Competition Heats Up
OpenAI isn’t alone in the race to develop real-time, video-capable AI. This week, Google announced a significant step forward with its conversational AI feature, Project Astra, which enables real-time video analysis. Currently, Project Astra is being tested by a select group of Android users. Meta is also reportedly working on similar technology, further fueling competition in the AI space.

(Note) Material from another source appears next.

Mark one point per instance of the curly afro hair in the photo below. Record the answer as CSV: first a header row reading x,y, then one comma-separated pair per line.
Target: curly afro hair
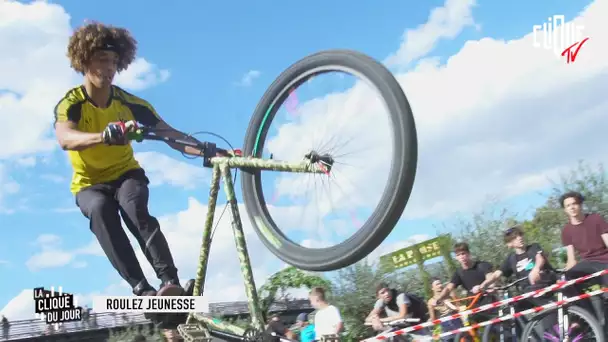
x,y
88,38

A Touch of Holiday Cheer: Santa Mode
In addition to the high-tech rollout, OpenAI added a playful twist to ChatGPT with the launch of “Santa Mode.” This festive feature allows users to interact with ChatGPT in Santa’s voice, bringing a dose of holiday spirit to their conversations. To activate Santa Mode, simply tap or click the snowflake icon next to the prompt bar in the ChatGPT app.
What’s Next for ChatGPT?
With the introduction of Advanced Voice Mode with vision, OpenAI has once again raised the bar for AI-driven tools. By enabling real-time video analysis, the company is opening up new possibilities for education, accessibility, and productivity. However, the technology’s limitations—including occasional errors and a delayed rollout in certain regions—serve as reminders of the challenges inherent in pushing the boundaries of AI.
As OpenAI continues to refine its offerings, the competition from industry giants like Google and Meta will undoubtedly keep the pressure high. For now, though, the addition of vision capabilities cements ChatGPT’s status as a frontrunner in the ever-evolving AI landscape.